Biofuels, renewable energies discovered with the internal combustion engine and banned by the automotive industry in the mid-19th century, have been back in the spotlight of the European and global energy scene since the early 2000s. Long shunned by economies fuelled by ultra-competitive oil, fuels derived from plant-based raw materials are seeing their relevance revived at a time of efforts to reduce greenhouse gas emissions, increased pressure on oil prices and growing risks arising from the EU’s energy dependence. EU measures proposed for climate and energy purposes could, in the medium term, radically change the prospects for European farmers, who are seeking new outlets and keen to restore an image somewhat tarnished by the pollution problems caused by their activities.

On 10 January 2007, the European Commission presented its ‘Energy Action Plan’. This plan proposes to include 20% renewable energy in the EU’s energy mix and to require Member States to incorporate 10% biofuels into their transport fuel mix by 2020. Achieving these targets will require Europeans to mobilise both part of their public resources to ensure the development of these new energies and part of their arable land for energy crops. Furthermore, the launch of the ‘health check’ of the Common Agricultural Policy and the debates on the new directions for European agriculture in 2008-2009 bring forward the deadline for strategic choices for the future of European agriculture and call for serious consideration of the opportunities offered to farmers by biofuels.

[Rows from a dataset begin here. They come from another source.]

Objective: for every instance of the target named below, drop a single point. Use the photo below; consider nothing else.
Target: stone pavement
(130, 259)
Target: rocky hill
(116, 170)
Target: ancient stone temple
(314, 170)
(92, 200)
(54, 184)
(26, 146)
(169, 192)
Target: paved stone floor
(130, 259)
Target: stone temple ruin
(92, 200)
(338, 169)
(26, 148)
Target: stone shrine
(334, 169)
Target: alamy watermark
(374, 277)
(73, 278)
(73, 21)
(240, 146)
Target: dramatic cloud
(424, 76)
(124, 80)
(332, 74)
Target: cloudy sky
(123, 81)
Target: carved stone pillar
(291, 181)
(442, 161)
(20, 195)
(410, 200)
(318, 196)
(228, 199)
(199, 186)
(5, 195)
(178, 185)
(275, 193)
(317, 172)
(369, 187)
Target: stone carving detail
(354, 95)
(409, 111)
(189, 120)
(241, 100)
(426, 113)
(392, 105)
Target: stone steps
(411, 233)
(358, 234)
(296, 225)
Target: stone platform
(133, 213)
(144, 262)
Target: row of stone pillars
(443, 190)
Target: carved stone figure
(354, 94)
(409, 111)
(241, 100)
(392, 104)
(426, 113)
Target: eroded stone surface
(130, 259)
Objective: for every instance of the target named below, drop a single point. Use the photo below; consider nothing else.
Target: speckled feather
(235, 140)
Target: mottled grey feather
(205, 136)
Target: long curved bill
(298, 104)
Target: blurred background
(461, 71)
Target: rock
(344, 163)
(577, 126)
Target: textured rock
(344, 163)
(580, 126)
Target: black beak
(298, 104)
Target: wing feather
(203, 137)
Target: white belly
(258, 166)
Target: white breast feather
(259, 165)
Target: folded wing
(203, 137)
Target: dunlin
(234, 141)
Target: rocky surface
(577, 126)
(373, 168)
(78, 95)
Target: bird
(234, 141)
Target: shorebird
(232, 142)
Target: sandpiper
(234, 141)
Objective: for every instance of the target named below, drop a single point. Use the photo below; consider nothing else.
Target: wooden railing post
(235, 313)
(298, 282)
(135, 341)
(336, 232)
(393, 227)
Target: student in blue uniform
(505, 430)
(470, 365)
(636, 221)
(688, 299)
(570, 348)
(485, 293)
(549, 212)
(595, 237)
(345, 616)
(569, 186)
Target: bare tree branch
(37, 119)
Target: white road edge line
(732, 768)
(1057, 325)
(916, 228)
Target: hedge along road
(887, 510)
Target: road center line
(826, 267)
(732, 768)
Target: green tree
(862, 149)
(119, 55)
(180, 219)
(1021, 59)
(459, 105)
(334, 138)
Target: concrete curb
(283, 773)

As part of the CAP 2013 study programme, which aims to develop proposals for reforming and financing agricultural policy, Notre Europe is analysing, in a first phase, the profound changes that have altered the framework for agricultural activity since the CAP was established in 1962, including biofuels. In this study, Pierre Rainelli goes beyond the rhetorical enthusiasm that often surrounds the subject by first analysing the economic conditions for their development (in relation to oil prices) and then the potential impact of the widespread use of these crops on the balance of agricultural markets under different fiscal and technical assumptions.

This study is therefore timely, as it helps to decipher the challenges and dilemmas that Europeans will face in the debate on the place of biofuels in European agriculture after 2013.